"No," replied Henry; "we've got to go on some time or other, and they can wait as long as we can. We must force the passage of the ford. We can do it."

He spoke with confidence, and courage seemed to leap like sparks from him and set fire to the others.

"Then it's go ahead," said Daniel Poe grimly. "We'll force the passage."

"Put all the little children, and all the women who don't fight, in the wagons, and make them lie down," said Henry. "The men must swarm on either flank. My comrades will remain in the front, watching until we reach the river."

Then a great bustle and the chatter of many voices arose; but it soon died away before stern commands and equally stern preparations, because they were preparing to run as terrible a gantlet as human beings ever face, these dauntless pioneers of the wilderness. The children were quickly loaded in the wagons, and all the weaker of the women; but with the men on the flanks marched at least two-score grim Amazons, rifle in hand.

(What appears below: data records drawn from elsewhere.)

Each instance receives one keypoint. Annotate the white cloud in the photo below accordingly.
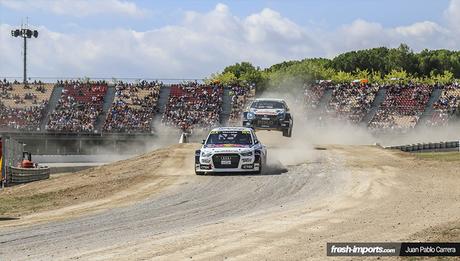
(204, 43)
(76, 7)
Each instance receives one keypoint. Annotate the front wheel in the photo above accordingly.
(259, 159)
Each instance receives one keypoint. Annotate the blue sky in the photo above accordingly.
(326, 14)
(104, 38)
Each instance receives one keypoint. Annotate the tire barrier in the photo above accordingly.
(428, 147)
(22, 175)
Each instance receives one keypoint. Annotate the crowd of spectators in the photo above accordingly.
(193, 106)
(79, 106)
(133, 107)
(241, 96)
(23, 106)
(352, 101)
(402, 107)
(445, 108)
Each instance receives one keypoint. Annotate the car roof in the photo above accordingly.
(232, 129)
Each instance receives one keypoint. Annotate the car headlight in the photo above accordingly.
(281, 115)
(247, 154)
(206, 154)
(250, 116)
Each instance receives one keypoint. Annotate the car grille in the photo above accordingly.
(233, 158)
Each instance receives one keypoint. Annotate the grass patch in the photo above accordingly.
(439, 156)
(26, 204)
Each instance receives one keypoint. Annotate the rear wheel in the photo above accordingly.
(259, 160)
(287, 132)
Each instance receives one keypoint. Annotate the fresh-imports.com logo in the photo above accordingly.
(361, 250)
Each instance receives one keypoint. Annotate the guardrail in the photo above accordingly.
(428, 147)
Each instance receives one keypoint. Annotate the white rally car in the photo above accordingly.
(230, 149)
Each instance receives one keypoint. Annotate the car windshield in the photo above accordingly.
(267, 105)
(230, 137)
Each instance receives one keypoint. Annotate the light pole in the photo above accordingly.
(24, 33)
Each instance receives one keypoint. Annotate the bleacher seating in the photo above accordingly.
(402, 107)
(351, 102)
(133, 107)
(446, 106)
(191, 106)
(78, 108)
(23, 107)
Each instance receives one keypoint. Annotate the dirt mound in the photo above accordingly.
(101, 187)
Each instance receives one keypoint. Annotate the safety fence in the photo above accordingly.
(428, 147)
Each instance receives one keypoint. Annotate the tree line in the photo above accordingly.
(378, 65)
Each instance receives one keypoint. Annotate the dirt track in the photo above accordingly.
(344, 193)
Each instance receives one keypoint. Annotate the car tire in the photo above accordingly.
(261, 166)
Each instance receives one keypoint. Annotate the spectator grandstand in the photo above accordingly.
(23, 106)
(446, 106)
(78, 108)
(351, 101)
(402, 107)
(192, 105)
(241, 96)
(133, 107)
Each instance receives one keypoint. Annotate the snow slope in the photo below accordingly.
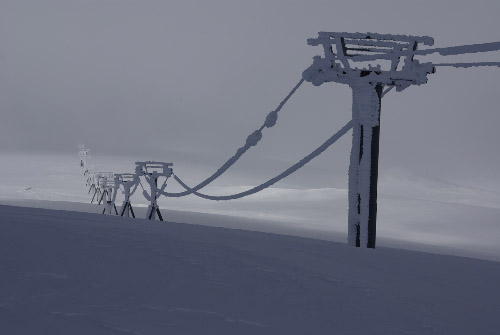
(78, 273)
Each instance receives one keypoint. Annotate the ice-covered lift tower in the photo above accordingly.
(371, 64)
(152, 172)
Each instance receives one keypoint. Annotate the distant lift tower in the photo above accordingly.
(152, 172)
(107, 185)
(129, 182)
(395, 67)
(367, 83)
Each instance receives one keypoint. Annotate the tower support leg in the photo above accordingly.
(363, 169)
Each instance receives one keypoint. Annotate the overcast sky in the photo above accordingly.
(187, 81)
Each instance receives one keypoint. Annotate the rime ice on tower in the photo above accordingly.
(152, 172)
(84, 156)
(396, 68)
(129, 182)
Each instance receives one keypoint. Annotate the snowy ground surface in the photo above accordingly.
(78, 273)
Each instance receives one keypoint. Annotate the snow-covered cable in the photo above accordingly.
(284, 174)
(469, 64)
(251, 141)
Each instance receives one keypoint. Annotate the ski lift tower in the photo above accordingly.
(152, 171)
(129, 182)
(390, 64)
(107, 185)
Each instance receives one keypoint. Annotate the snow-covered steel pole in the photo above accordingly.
(363, 169)
(128, 181)
(367, 84)
(152, 172)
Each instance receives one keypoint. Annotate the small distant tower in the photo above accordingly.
(107, 185)
(129, 182)
(152, 172)
(84, 156)
(395, 67)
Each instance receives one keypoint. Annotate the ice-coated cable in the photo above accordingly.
(274, 180)
(251, 141)
(465, 65)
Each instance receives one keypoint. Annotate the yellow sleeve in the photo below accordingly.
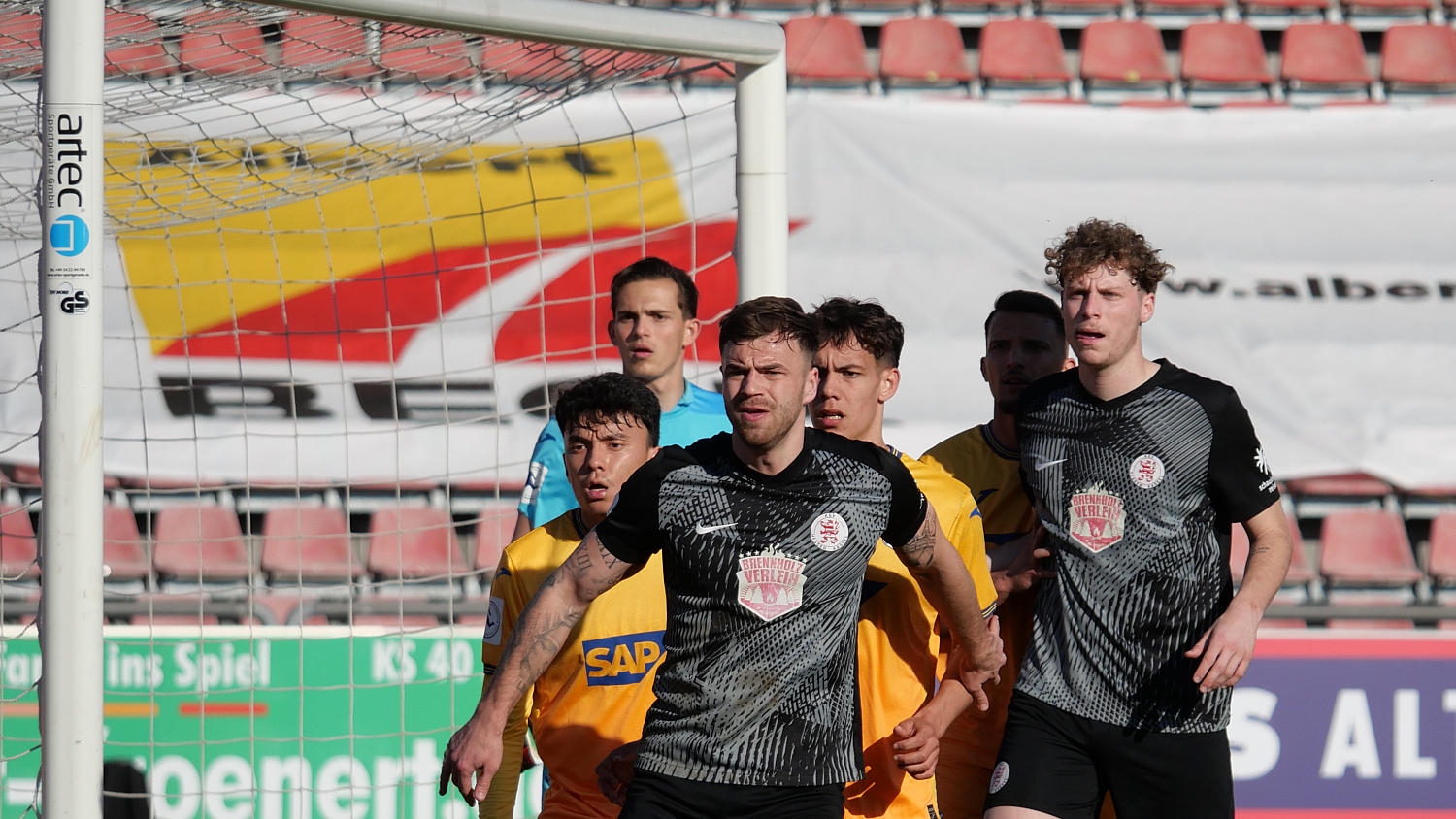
(969, 539)
(507, 601)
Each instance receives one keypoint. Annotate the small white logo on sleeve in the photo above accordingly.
(829, 531)
(1001, 775)
(492, 623)
(1146, 470)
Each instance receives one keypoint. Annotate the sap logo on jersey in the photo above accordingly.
(622, 661)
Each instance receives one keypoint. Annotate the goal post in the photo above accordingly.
(73, 230)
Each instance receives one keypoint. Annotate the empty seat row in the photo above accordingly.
(1028, 54)
(204, 544)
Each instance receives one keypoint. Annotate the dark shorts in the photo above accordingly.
(1063, 764)
(657, 796)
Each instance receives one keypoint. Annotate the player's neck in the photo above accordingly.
(1004, 429)
(1120, 377)
(775, 457)
(669, 389)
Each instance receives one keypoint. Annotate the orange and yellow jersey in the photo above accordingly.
(993, 475)
(594, 694)
(899, 650)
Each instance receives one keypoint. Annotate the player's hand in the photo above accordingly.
(980, 665)
(1027, 565)
(916, 746)
(474, 751)
(614, 771)
(1225, 649)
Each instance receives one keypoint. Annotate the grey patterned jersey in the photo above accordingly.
(763, 576)
(1138, 496)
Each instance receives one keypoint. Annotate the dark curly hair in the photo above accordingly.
(609, 398)
(1098, 242)
(867, 323)
(769, 316)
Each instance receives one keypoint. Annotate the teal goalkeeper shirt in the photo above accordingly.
(547, 493)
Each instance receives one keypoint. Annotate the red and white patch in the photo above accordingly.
(1095, 518)
(829, 531)
(1001, 774)
(1146, 470)
(771, 585)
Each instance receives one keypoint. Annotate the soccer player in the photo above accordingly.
(765, 537)
(1024, 343)
(593, 696)
(654, 319)
(858, 372)
(1136, 469)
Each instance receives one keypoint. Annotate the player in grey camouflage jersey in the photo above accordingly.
(765, 537)
(1136, 469)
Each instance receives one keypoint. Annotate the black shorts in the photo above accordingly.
(1063, 764)
(657, 796)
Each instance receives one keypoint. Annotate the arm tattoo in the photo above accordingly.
(920, 550)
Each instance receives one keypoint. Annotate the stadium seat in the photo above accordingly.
(325, 47)
(1022, 55)
(17, 548)
(1299, 573)
(826, 51)
(923, 51)
(218, 44)
(1418, 58)
(19, 43)
(1366, 548)
(492, 534)
(1126, 57)
(424, 54)
(1440, 562)
(1225, 58)
(415, 545)
(200, 544)
(134, 46)
(122, 548)
(309, 544)
(1325, 58)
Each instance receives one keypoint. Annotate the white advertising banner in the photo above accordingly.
(1312, 262)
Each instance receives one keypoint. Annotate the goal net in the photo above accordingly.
(348, 262)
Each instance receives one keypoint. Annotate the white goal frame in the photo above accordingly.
(72, 192)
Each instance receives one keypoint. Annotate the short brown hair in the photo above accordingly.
(1098, 242)
(867, 323)
(769, 316)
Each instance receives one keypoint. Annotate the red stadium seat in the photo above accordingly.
(1225, 57)
(492, 534)
(826, 51)
(134, 46)
(309, 544)
(1440, 563)
(1124, 55)
(218, 44)
(1418, 58)
(1324, 57)
(424, 54)
(122, 548)
(17, 548)
(922, 51)
(19, 43)
(414, 542)
(200, 542)
(1366, 547)
(1024, 55)
(325, 47)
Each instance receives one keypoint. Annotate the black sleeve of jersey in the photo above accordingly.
(906, 501)
(631, 530)
(1238, 475)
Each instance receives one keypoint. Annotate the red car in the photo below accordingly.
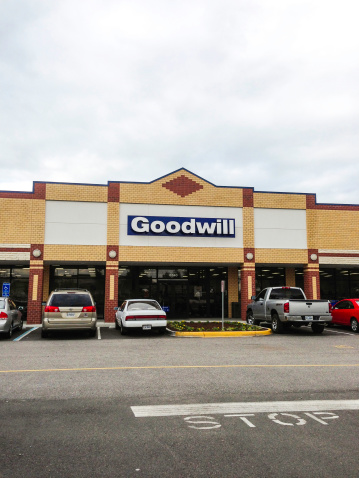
(346, 312)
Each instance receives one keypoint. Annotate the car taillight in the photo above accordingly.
(148, 317)
(89, 308)
(50, 308)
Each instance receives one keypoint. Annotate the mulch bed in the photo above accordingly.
(183, 326)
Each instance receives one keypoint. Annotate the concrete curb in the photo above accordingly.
(246, 333)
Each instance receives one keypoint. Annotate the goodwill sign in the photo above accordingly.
(180, 226)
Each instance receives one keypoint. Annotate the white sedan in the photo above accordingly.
(145, 314)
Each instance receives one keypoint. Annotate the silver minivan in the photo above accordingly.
(10, 317)
(69, 309)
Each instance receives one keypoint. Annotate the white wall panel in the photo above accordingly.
(280, 228)
(180, 211)
(76, 223)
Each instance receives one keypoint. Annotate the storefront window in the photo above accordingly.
(269, 277)
(193, 292)
(341, 283)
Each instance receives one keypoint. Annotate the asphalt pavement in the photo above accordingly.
(163, 406)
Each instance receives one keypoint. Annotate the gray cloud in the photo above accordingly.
(243, 93)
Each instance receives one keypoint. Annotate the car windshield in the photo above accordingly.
(144, 305)
(286, 294)
(70, 300)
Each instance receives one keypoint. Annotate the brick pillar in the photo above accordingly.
(46, 283)
(290, 276)
(312, 282)
(111, 286)
(248, 286)
(34, 307)
(232, 288)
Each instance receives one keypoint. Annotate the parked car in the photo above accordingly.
(346, 312)
(69, 309)
(145, 314)
(10, 317)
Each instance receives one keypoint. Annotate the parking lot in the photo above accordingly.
(107, 331)
(150, 405)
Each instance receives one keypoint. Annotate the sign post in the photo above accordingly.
(223, 284)
(6, 289)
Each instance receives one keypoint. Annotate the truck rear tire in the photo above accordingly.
(250, 319)
(277, 326)
(317, 328)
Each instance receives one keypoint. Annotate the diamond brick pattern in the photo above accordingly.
(183, 186)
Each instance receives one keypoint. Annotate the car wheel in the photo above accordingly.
(250, 319)
(277, 326)
(123, 329)
(9, 333)
(317, 328)
(354, 325)
(93, 332)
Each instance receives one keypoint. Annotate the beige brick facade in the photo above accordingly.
(332, 234)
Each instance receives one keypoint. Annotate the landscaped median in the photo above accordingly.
(214, 329)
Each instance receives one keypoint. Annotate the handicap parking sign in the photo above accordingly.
(6, 289)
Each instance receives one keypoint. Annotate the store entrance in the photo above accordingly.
(173, 295)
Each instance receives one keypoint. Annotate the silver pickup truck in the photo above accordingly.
(286, 306)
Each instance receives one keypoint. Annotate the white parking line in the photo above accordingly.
(337, 332)
(25, 334)
(244, 407)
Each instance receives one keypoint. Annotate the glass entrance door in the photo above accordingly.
(174, 295)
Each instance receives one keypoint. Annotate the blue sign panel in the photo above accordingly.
(180, 226)
(6, 289)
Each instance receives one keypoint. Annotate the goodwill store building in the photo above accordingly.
(174, 239)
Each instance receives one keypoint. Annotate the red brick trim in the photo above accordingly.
(310, 252)
(248, 197)
(14, 249)
(245, 273)
(34, 307)
(113, 193)
(312, 204)
(248, 250)
(182, 186)
(39, 190)
(338, 254)
(112, 248)
(41, 248)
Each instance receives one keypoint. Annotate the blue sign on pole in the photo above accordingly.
(6, 289)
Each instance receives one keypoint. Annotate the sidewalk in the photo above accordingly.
(102, 323)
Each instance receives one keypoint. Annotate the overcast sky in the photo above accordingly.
(253, 93)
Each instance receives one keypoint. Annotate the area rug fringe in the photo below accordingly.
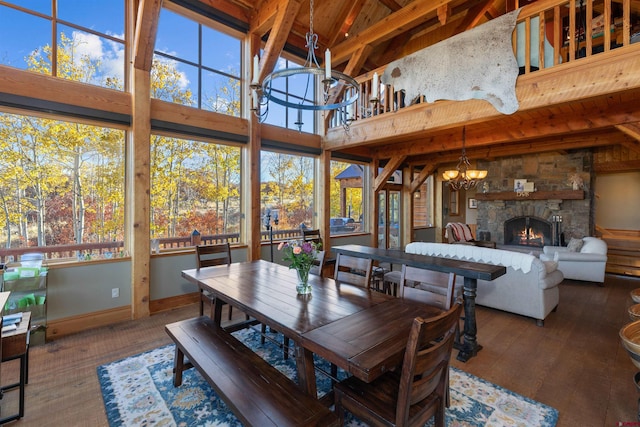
(139, 391)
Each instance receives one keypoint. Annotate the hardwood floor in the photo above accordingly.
(574, 363)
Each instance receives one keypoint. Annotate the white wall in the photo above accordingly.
(617, 200)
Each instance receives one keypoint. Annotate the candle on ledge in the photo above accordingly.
(375, 86)
(255, 71)
(327, 63)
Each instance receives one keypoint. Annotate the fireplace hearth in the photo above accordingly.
(527, 231)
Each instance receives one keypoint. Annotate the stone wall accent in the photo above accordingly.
(549, 171)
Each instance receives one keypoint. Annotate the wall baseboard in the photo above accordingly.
(70, 325)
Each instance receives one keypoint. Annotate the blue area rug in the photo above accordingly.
(139, 391)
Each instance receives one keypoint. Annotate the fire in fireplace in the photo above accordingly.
(527, 231)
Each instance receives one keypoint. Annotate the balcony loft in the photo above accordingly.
(584, 96)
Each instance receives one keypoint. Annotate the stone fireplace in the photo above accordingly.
(498, 203)
(528, 231)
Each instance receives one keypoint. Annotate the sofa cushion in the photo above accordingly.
(575, 245)
(550, 266)
(594, 245)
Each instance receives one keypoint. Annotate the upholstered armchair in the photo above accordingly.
(583, 259)
(460, 233)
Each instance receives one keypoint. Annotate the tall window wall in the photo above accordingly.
(295, 89)
(75, 40)
(195, 185)
(196, 65)
(287, 187)
(347, 204)
(61, 183)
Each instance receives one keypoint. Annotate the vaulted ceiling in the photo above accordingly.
(366, 34)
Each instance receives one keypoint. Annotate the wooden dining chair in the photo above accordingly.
(353, 270)
(412, 394)
(312, 235)
(209, 256)
(318, 263)
(428, 286)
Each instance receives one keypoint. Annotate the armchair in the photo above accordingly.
(583, 259)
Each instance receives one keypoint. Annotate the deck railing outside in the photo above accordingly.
(548, 34)
(113, 250)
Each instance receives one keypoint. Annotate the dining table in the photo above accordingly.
(360, 330)
(471, 271)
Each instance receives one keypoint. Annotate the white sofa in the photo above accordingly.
(587, 263)
(529, 288)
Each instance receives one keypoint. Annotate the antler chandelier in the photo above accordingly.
(463, 177)
(331, 79)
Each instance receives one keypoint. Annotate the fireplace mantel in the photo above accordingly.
(535, 195)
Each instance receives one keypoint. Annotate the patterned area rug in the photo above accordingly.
(138, 391)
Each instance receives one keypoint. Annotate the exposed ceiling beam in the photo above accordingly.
(146, 29)
(284, 18)
(392, 165)
(396, 23)
(348, 14)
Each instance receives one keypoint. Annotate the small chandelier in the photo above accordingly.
(463, 177)
(331, 79)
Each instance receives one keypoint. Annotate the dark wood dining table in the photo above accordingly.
(359, 330)
(471, 271)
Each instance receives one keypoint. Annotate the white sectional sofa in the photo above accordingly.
(529, 288)
(587, 262)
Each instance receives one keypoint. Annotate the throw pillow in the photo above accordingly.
(550, 266)
(575, 245)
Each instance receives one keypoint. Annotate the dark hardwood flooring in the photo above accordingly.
(574, 363)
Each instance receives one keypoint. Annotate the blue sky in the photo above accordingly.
(21, 33)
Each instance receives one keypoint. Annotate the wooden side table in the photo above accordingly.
(15, 345)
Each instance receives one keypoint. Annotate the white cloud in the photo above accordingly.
(87, 45)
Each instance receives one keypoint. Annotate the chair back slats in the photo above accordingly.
(428, 286)
(353, 270)
(425, 366)
(212, 255)
(312, 235)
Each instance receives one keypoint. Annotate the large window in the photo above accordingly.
(196, 65)
(287, 189)
(347, 204)
(295, 89)
(194, 186)
(89, 43)
(61, 183)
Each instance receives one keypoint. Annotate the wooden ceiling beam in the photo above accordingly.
(424, 173)
(474, 16)
(146, 30)
(597, 139)
(265, 17)
(392, 165)
(348, 14)
(241, 13)
(284, 18)
(413, 14)
(391, 4)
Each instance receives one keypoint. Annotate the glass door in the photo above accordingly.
(389, 219)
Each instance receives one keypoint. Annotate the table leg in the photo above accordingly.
(470, 345)
(306, 370)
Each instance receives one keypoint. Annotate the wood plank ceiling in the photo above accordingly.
(366, 34)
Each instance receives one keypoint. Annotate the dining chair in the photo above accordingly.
(312, 235)
(318, 263)
(431, 287)
(412, 394)
(353, 270)
(209, 256)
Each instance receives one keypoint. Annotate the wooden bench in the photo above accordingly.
(256, 392)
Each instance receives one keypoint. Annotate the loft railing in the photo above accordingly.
(548, 34)
(114, 250)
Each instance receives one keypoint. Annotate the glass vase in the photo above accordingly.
(303, 286)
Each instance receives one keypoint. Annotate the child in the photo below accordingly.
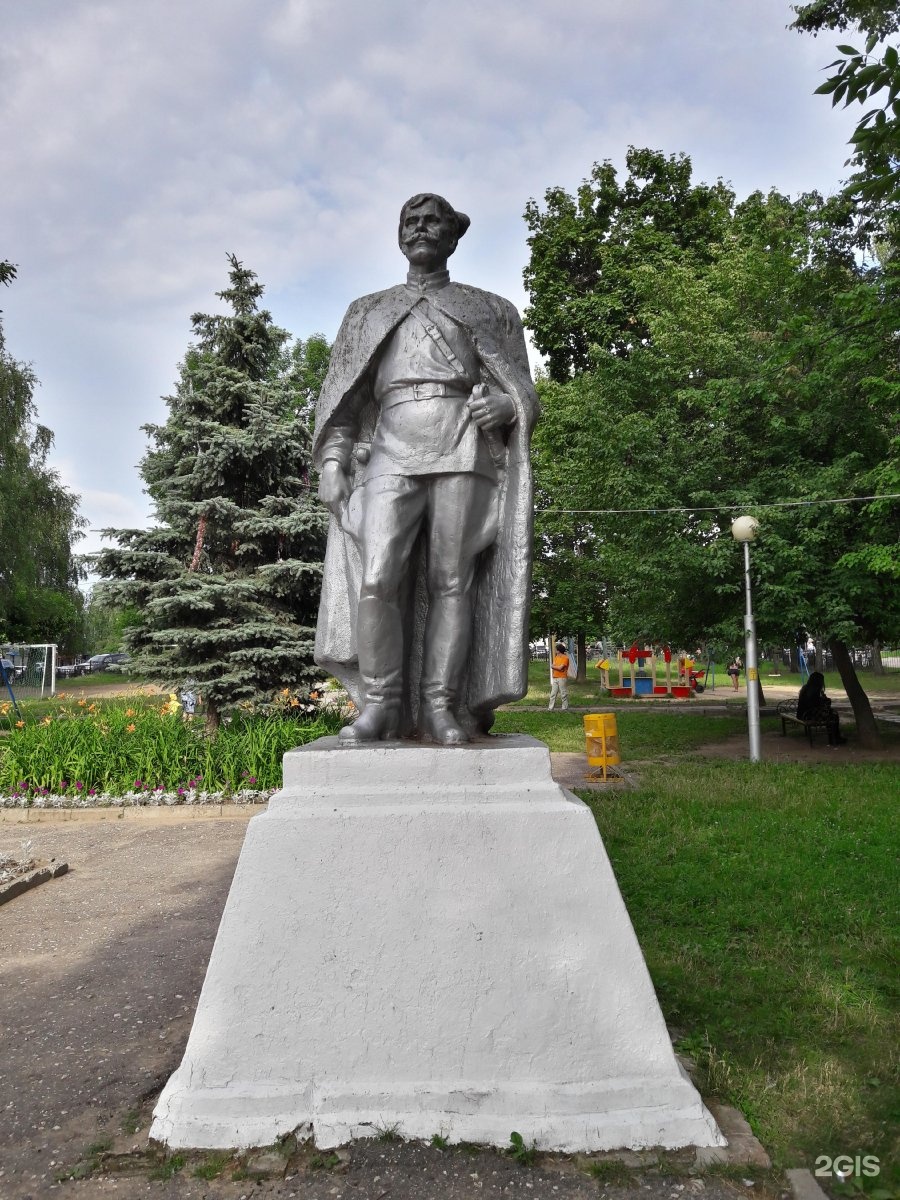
(559, 677)
(735, 671)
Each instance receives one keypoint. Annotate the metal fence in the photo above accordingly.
(34, 671)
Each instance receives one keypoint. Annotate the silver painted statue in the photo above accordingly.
(421, 438)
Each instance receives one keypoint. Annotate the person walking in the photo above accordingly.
(559, 677)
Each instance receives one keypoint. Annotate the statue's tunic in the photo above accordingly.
(394, 402)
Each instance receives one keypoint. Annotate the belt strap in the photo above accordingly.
(407, 393)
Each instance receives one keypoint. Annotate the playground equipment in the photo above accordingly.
(637, 673)
(601, 745)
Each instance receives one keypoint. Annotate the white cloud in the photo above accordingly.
(144, 141)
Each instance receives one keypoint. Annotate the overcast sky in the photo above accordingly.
(144, 139)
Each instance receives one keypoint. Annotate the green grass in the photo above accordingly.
(581, 694)
(132, 744)
(643, 733)
(765, 899)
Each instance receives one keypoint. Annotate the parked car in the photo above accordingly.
(67, 670)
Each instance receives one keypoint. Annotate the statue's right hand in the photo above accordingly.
(334, 486)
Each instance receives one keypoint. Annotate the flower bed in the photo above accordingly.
(137, 751)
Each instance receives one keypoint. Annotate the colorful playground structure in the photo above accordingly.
(637, 673)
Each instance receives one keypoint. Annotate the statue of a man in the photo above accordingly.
(421, 439)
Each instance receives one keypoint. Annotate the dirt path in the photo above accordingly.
(99, 982)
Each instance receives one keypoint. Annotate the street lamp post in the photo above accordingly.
(744, 531)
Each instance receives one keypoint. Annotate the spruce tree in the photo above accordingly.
(228, 580)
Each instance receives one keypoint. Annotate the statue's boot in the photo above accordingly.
(448, 633)
(379, 646)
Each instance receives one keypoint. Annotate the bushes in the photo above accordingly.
(117, 748)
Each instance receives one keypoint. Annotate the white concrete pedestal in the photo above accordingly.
(430, 940)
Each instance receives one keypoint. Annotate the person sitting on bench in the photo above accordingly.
(813, 705)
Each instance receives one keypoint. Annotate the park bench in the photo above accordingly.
(787, 712)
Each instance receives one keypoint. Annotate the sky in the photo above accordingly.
(143, 141)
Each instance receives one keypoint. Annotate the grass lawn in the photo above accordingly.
(643, 733)
(766, 903)
(589, 694)
(765, 899)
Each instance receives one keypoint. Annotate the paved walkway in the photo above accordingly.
(100, 973)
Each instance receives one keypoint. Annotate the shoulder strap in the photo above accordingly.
(438, 339)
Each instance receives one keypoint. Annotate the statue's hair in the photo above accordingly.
(444, 207)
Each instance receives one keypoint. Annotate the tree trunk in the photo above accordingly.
(877, 665)
(867, 725)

Then the train resumed its slow march, and nothing was heard but the rolling of the wheels and the low cluck of the drivers to their horses. The way still led through an open, parklike country, and the road was easy. Soon those in front saw a faint streak cutting across the forest. The streak was silvery at first, and then blue, and it curved away to north and south among low hills.

"The river!" said Daniel Poe, and he shut his teeth hard.

All the men and the Amazons drew a long, deep breath, like a sigh; but they said nothing, and continued to march steadily forward. The river broadened, the blue of its waters deepened, and from the high ground on which they marched they could see the low banks on the farther shore, crowned by clustering thickets.

Three men emerged from the undergrowth. They were Tom Ross, Shif'less Sol, and Long Jim Hart. The shiftless one looked lazy and careless, and Jim Hart, stretching himself, looked longer and thinner than ever.

"We found it, Henry," said Ross. "Little more'n a mile to the south, men wadin' to the waist kin cross."